What is clear is the setting of this narrative. Director and set designer Steve Woodring furnishes the remarkably realistic set with signs for products by Michelin, Monroe and Firestone, a corner coffeemaker and a box of MoonPies. You can almost smell the burning coffee and the grease from the back.
The realism, however, stops there. In the sitting area, several oddball characters wait for their cars to be repaired, including Pearl (Liz Vissing) and Bonnie (Valencia Bass). They have been lured to this business called Autocare by a marketing ploy. It is Ladies Day, meaning that women get free manicures, free pedicures and a free lunch. Pearl’s mouth almost waters each time she mentions the 6-ounce rib eye she plans to order at Texas Roadhouse. Bonnie announces that she patronizes Autocare for the pedicures.
The sanest character is Charlie (Matt Orme), Pearl’s cantankerous husband who offers several hilarious one-liners. Orme gives a solid performance and is constantly in character. He shows Charlie as a steadfast and compassionate person while delivering biting dialogue that helps quicken the pace of the narrative.
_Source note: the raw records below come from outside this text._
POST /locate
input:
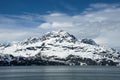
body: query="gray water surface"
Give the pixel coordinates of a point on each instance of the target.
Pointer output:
(59, 73)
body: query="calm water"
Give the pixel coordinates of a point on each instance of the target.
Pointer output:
(59, 73)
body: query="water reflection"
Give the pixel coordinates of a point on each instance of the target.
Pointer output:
(59, 73)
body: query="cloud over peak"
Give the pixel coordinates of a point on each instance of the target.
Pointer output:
(99, 21)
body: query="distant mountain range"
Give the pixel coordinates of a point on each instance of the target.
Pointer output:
(57, 48)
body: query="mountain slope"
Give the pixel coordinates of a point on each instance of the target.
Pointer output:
(57, 48)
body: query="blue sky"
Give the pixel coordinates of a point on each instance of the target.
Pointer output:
(46, 6)
(96, 19)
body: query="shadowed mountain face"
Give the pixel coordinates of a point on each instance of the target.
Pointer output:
(57, 48)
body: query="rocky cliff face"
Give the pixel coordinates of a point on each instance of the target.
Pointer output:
(57, 48)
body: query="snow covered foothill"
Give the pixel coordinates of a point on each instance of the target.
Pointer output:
(60, 47)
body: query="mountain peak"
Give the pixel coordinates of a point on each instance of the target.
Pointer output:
(61, 34)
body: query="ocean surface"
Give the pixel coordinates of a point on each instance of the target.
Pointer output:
(59, 73)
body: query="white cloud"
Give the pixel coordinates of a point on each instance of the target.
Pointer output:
(99, 21)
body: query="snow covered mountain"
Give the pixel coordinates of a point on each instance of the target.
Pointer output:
(57, 48)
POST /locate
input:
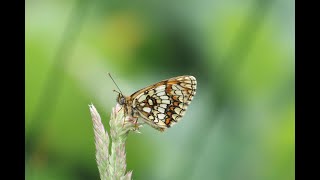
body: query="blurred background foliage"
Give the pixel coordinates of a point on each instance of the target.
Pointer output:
(240, 124)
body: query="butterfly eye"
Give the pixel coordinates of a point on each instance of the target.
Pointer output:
(122, 100)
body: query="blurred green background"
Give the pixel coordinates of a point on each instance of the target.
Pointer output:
(240, 124)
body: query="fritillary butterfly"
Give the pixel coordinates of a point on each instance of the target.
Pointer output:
(162, 104)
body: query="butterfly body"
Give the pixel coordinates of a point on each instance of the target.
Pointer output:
(163, 104)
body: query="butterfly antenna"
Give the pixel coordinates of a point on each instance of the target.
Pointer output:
(114, 83)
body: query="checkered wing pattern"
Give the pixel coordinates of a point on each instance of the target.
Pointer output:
(163, 104)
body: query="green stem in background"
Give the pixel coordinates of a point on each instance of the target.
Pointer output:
(112, 165)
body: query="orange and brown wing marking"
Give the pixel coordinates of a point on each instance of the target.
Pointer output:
(165, 102)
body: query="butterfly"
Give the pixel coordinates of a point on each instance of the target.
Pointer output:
(162, 104)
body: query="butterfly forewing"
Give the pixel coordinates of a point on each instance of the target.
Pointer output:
(163, 104)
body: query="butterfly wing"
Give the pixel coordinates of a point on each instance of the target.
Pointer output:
(163, 104)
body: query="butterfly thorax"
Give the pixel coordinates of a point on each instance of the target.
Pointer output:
(126, 103)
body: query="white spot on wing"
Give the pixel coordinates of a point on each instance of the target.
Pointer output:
(165, 101)
(160, 88)
(161, 116)
(163, 105)
(147, 109)
(161, 93)
(160, 109)
(164, 97)
(142, 98)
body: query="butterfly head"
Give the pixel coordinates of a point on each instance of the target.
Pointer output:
(121, 99)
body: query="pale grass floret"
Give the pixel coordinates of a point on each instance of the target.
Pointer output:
(112, 165)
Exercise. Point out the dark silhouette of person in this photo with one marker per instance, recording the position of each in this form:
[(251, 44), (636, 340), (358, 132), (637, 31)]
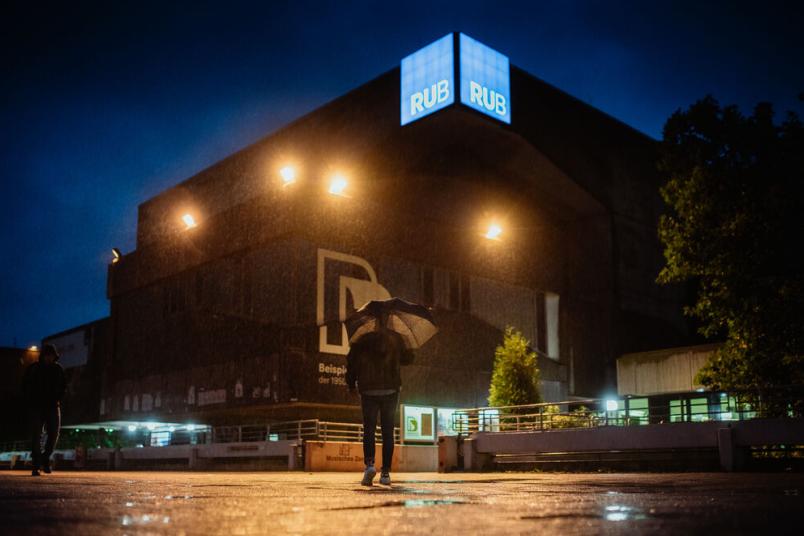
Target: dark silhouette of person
[(373, 367), (44, 385)]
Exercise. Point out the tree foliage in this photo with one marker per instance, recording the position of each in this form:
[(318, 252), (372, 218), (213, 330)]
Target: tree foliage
[(515, 380), (734, 229)]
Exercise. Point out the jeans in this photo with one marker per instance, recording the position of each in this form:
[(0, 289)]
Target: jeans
[(50, 419), (385, 405)]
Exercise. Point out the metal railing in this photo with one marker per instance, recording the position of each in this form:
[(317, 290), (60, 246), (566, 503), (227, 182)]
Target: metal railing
[(311, 429), (629, 411)]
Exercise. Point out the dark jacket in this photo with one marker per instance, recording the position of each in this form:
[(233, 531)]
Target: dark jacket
[(374, 360), (44, 384)]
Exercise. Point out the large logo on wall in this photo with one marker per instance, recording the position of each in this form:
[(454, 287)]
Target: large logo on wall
[(359, 289), (428, 79)]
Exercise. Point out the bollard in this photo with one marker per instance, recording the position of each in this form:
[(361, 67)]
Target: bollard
[(192, 462), (447, 454), (473, 460), (293, 451)]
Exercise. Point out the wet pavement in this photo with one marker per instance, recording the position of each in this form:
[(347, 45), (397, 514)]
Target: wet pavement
[(416, 503)]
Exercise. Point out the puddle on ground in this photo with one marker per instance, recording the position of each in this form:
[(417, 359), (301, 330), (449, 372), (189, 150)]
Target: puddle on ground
[(145, 519), (407, 503), (613, 512)]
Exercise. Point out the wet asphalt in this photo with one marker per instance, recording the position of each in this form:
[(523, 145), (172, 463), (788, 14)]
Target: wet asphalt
[(86, 503)]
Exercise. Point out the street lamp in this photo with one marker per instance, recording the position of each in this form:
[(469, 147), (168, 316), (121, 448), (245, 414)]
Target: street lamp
[(288, 174), (189, 221), (493, 232), (337, 184)]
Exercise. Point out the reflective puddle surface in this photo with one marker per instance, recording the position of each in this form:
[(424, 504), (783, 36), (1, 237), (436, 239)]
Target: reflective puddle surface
[(406, 503)]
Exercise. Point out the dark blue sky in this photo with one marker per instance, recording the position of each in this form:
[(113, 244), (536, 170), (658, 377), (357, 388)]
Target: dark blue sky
[(105, 105)]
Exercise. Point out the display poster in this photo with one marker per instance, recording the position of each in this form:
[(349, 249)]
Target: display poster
[(418, 424)]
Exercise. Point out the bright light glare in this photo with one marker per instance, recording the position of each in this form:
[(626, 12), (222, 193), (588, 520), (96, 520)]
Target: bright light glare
[(337, 184), (288, 174), (189, 221), (494, 231)]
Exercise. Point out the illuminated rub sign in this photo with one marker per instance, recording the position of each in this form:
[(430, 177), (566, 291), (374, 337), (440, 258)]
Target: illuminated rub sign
[(428, 79), (485, 81)]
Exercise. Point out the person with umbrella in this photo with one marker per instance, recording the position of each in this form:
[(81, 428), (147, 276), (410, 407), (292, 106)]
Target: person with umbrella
[(383, 334), (44, 385)]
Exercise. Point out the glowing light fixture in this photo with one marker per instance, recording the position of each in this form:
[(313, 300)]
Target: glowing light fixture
[(189, 221), (337, 184), (493, 232), (288, 174)]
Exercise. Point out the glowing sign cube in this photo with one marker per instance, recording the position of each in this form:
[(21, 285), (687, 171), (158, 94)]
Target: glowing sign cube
[(427, 80), (485, 79)]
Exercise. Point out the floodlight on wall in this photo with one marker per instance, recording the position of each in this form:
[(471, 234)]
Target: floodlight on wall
[(189, 221), (493, 232), (288, 174), (337, 184)]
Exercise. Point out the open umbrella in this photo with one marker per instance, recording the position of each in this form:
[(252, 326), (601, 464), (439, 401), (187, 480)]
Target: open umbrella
[(412, 321)]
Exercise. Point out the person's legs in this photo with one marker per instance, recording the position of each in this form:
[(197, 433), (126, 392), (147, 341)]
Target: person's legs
[(52, 425), (370, 406), (387, 421), (35, 429)]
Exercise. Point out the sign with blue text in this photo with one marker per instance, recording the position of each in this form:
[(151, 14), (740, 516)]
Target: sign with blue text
[(485, 79), (428, 80)]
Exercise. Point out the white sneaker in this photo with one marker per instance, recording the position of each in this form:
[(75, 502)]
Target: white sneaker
[(368, 476)]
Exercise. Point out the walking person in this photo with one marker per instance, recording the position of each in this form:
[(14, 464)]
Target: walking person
[(44, 385), (373, 368)]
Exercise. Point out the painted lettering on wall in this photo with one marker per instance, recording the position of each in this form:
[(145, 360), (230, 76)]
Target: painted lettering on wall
[(360, 290)]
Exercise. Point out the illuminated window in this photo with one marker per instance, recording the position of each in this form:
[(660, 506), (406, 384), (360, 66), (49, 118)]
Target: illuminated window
[(288, 174), (189, 221), (337, 184)]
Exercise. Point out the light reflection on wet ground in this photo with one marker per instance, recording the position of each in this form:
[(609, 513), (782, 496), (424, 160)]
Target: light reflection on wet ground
[(326, 503)]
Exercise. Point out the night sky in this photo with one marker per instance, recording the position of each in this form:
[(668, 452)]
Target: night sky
[(105, 105)]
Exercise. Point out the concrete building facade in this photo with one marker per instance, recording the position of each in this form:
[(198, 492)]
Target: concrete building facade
[(237, 317)]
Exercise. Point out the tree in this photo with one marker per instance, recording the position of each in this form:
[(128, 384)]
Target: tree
[(515, 380), (733, 230)]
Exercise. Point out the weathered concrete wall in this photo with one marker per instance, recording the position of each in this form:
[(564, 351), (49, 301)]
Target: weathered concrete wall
[(346, 456), (662, 371)]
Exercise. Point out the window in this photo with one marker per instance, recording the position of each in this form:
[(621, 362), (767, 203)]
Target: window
[(454, 291), (466, 295), (428, 287), (551, 324)]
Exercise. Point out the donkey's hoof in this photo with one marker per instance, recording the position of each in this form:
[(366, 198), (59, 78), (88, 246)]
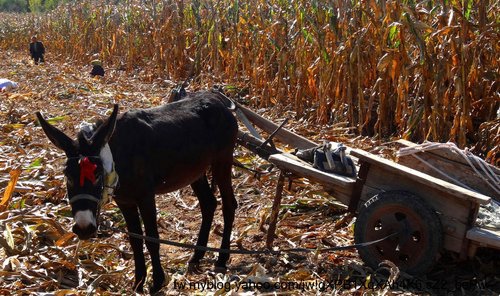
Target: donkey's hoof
[(194, 268), (220, 269)]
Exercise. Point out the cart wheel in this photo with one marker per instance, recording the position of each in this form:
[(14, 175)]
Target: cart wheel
[(419, 239)]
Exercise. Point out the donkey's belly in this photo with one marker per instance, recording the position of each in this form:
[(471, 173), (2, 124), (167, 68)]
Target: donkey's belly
[(180, 178)]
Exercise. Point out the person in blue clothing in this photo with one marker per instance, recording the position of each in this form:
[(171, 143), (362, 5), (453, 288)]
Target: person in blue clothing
[(37, 50), (97, 69)]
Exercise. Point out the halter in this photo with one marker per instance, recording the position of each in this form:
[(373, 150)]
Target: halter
[(87, 171)]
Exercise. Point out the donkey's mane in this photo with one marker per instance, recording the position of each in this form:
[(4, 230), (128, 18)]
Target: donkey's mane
[(87, 131)]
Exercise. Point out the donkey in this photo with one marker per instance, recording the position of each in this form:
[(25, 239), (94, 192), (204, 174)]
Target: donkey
[(152, 151)]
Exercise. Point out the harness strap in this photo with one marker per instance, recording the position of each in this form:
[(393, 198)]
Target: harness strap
[(83, 196)]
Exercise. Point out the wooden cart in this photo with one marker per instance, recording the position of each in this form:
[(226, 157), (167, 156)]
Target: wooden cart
[(427, 213)]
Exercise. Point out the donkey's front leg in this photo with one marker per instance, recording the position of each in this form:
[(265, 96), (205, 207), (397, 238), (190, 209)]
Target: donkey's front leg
[(131, 215), (148, 214)]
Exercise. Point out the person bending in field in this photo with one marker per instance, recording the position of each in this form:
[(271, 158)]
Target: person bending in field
[(37, 50), (97, 69)]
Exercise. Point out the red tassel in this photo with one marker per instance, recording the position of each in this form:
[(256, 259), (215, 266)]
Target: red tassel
[(87, 169)]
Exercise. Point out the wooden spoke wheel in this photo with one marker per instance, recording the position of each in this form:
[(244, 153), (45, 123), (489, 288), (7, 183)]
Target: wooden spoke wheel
[(419, 233)]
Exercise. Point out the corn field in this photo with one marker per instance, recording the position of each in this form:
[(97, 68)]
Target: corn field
[(419, 70)]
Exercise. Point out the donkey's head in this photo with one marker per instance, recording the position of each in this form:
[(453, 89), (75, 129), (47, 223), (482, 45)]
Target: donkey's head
[(89, 166)]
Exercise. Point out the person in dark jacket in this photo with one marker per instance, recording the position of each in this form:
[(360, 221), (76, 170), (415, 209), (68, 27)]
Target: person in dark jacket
[(37, 50), (97, 68)]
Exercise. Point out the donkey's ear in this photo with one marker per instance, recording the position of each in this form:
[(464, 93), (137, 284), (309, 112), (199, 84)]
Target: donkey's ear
[(105, 131), (57, 137)]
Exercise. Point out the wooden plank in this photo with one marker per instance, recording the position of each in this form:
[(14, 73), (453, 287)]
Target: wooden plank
[(485, 237), (451, 164), (454, 213), (283, 134), (340, 187), (421, 179), (447, 154)]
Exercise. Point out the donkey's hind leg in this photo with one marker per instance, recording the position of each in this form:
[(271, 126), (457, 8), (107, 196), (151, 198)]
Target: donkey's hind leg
[(208, 204), (221, 171), (133, 221)]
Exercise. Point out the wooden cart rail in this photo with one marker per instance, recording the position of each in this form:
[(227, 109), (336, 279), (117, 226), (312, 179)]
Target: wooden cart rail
[(452, 209)]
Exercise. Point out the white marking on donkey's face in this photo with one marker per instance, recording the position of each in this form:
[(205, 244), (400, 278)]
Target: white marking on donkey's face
[(84, 218)]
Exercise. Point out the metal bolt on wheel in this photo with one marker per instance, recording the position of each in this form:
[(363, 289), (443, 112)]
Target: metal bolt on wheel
[(419, 239)]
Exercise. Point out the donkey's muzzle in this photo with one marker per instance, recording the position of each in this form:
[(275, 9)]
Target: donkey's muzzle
[(85, 224)]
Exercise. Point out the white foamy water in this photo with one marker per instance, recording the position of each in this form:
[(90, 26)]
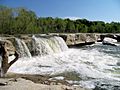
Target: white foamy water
[(88, 63)]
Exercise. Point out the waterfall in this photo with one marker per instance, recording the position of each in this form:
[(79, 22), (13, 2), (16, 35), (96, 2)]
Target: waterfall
[(48, 45), (22, 48)]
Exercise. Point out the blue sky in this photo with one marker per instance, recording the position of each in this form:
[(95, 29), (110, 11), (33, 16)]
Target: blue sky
[(102, 10)]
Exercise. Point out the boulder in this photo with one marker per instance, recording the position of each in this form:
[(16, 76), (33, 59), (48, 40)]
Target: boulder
[(9, 46)]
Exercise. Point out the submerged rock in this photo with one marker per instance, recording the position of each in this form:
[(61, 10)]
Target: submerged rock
[(109, 41)]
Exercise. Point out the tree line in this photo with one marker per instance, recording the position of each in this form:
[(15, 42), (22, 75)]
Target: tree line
[(24, 21)]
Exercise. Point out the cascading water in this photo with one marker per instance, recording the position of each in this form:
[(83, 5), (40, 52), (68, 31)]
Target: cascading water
[(22, 48), (44, 46), (93, 64)]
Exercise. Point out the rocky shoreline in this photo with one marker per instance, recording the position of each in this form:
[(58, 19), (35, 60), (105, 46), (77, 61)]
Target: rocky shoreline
[(33, 82)]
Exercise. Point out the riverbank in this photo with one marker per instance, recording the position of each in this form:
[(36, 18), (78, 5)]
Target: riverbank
[(34, 82)]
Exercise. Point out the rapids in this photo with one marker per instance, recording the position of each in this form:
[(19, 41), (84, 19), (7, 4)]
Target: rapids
[(92, 64)]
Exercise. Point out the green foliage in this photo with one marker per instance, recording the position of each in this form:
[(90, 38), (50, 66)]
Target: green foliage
[(23, 21)]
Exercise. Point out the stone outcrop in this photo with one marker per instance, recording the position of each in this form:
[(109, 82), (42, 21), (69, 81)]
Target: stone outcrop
[(79, 38)]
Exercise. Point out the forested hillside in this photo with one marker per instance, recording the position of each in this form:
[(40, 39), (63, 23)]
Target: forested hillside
[(24, 21)]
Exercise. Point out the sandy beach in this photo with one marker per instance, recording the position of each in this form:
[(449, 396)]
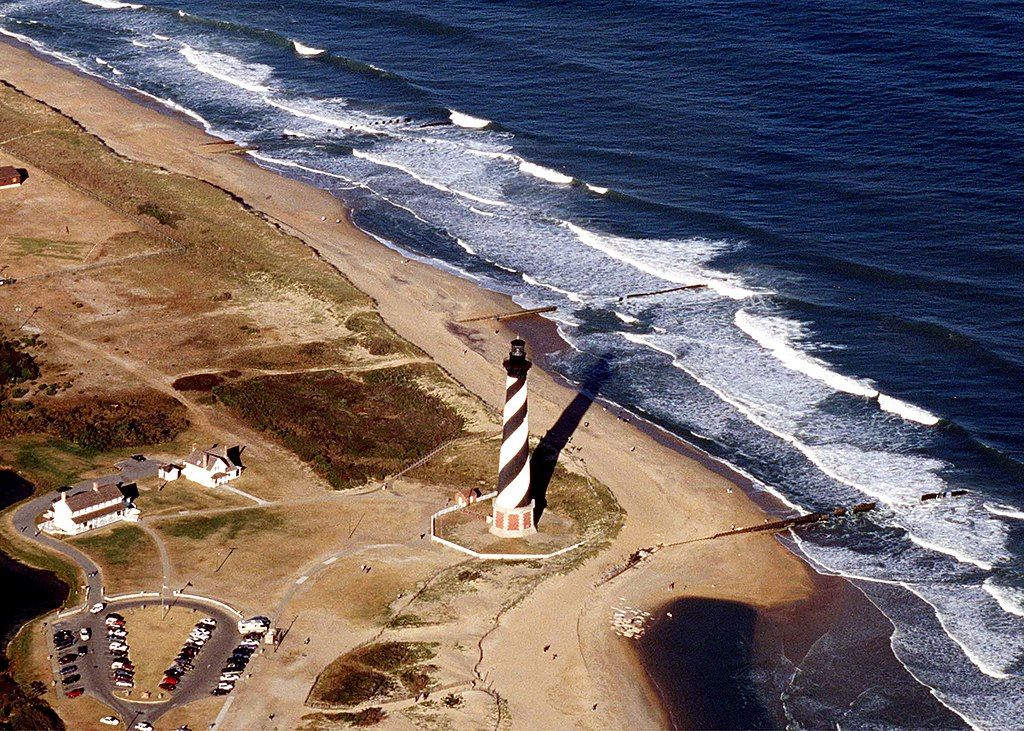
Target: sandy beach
[(590, 678)]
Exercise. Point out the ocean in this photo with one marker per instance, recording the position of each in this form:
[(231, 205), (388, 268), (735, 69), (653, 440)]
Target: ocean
[(842, 181)]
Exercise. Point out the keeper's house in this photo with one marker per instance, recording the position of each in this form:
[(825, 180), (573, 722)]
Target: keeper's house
[(212, 467), (89, 509), (9, 176)]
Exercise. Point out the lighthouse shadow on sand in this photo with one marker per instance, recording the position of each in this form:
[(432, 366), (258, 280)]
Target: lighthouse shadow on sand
[(545, 457)]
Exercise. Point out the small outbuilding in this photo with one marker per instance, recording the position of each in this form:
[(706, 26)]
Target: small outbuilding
[(214, 466), (9, 176), (467, 497), (169, 472)]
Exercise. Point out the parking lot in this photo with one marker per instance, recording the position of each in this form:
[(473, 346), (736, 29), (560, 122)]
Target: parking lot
[(92, 672)]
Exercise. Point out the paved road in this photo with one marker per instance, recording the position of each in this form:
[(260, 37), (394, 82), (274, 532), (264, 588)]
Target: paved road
[(94, 667)]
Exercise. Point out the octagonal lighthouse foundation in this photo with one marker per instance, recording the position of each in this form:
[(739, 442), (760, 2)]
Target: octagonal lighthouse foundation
[(513, 507)]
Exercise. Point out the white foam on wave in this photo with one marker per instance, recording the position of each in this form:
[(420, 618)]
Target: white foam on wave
[(171, 104), (298, 166), (332, 122), (251, 77), (378, 160), (1005, 511), (539, 171), (671, 266), (777, 335), (308, 51), (113, 4), (1010, 598), (894, 479), (463, 120), (907, 411)]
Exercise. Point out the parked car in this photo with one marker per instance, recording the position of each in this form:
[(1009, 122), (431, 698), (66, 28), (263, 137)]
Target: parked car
[(254, 624)]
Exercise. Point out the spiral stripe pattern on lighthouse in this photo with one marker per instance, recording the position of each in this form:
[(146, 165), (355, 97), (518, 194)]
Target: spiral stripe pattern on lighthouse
[(513, 475)]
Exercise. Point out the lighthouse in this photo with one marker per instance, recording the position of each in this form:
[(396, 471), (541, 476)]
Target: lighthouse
[(513, 507)]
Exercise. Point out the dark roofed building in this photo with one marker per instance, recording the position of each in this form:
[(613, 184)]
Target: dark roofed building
[(9, 176)]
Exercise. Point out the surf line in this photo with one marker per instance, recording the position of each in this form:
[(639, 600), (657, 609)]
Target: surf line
[(636, 295)]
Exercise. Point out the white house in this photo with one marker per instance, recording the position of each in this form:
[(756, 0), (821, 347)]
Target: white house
[(89, 509), (212, 467), (169, 472)]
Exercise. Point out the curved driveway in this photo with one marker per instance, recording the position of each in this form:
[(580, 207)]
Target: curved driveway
[(95, 665)]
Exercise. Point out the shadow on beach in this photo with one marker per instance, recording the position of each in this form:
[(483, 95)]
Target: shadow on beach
[(545, 457)]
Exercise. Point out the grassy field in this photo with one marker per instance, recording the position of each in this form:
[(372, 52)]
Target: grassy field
[(126, 555), (50, 248)]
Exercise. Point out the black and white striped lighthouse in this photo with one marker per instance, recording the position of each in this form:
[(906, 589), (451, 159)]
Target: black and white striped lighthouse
[(513, 507)]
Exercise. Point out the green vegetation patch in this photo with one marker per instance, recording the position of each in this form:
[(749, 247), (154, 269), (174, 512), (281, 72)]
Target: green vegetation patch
[(390, 656), (16, 364), (228, 525), (100, 422), (120, 547), (350, 431), (347, 684), (158, 212), (374, 672)]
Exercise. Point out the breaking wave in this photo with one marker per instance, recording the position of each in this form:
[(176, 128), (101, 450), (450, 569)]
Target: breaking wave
[(777, 335), (251, 77), (304, 50), (1010, 598), (113, 4), (463, 120), (539, 171), (1005, 511)]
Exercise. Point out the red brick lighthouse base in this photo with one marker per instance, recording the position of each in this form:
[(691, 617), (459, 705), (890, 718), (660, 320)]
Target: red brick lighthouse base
[(513, 522)]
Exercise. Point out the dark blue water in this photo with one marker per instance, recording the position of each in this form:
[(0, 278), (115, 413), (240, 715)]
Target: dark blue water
[(847, 180)]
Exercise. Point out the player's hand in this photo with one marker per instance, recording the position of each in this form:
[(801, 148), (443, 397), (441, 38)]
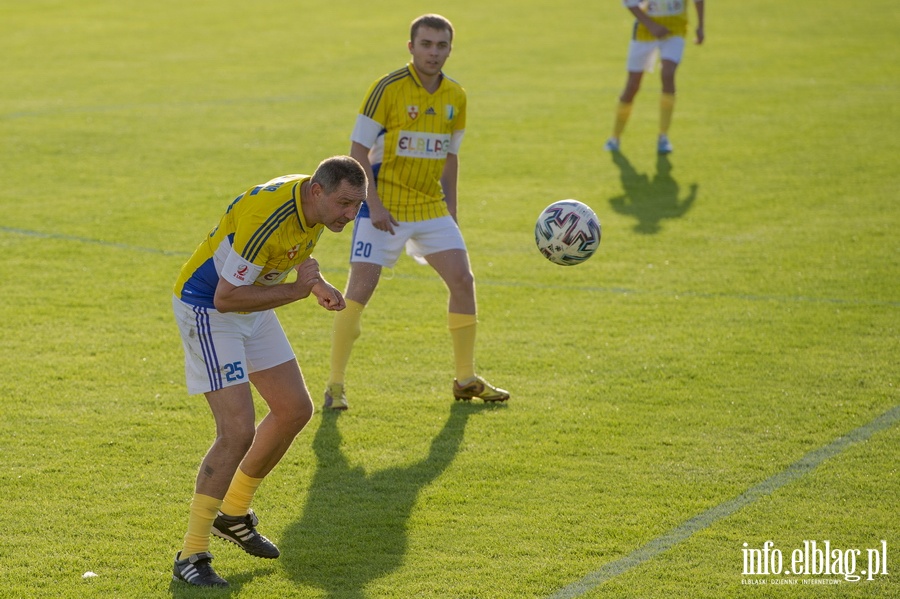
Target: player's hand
[(308, 276), (382, 219), (329, 297)]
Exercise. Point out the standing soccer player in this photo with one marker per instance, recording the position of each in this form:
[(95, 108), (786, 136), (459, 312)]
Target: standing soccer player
[(660, 26), (224, 304), (407, 138)]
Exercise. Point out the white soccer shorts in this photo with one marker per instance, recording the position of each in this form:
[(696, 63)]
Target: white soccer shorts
[(221, 350), (420, 239), (642, 55)]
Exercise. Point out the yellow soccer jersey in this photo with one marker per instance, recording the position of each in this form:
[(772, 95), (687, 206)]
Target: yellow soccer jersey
[(410, 132), (670, 13), (258, 241)]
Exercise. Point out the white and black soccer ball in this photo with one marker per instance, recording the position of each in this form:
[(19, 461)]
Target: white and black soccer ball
[(567, 232)]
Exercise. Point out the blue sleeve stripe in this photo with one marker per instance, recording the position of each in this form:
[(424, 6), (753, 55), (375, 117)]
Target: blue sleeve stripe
[(378, 92), (262, 234)]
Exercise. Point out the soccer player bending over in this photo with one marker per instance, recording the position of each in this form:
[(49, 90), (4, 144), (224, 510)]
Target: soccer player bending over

The script, however, seems to rely too much on Charlie to amuse the audience instead of presenting relevant dialogue pertinent to the action.
Other characters include Dickey (Ted Lesley), Autocare’s overwhelmed sales clerk; Jack (Jeremy Gutierrez), a stranger passing through town on “a mission” and who just wants an oil change but is told his car needs numerous repairs; and Clyde (Mike Burmester), Bonnie’s partner who buys into the New Age prediction and believes Bonnie’s baby is Beelzebub. (The program noted that “Autocare” is Burmester’s acting debut. Still, that doesn’t absolve the actor from stumbling through some of his lines on opening night.)
All of these characters and other story elements are intriguing, but the script, in its current form, is not able to tame them into a narrative and ascribe any deeper meanings to its characters and the final catastrophic event of the play.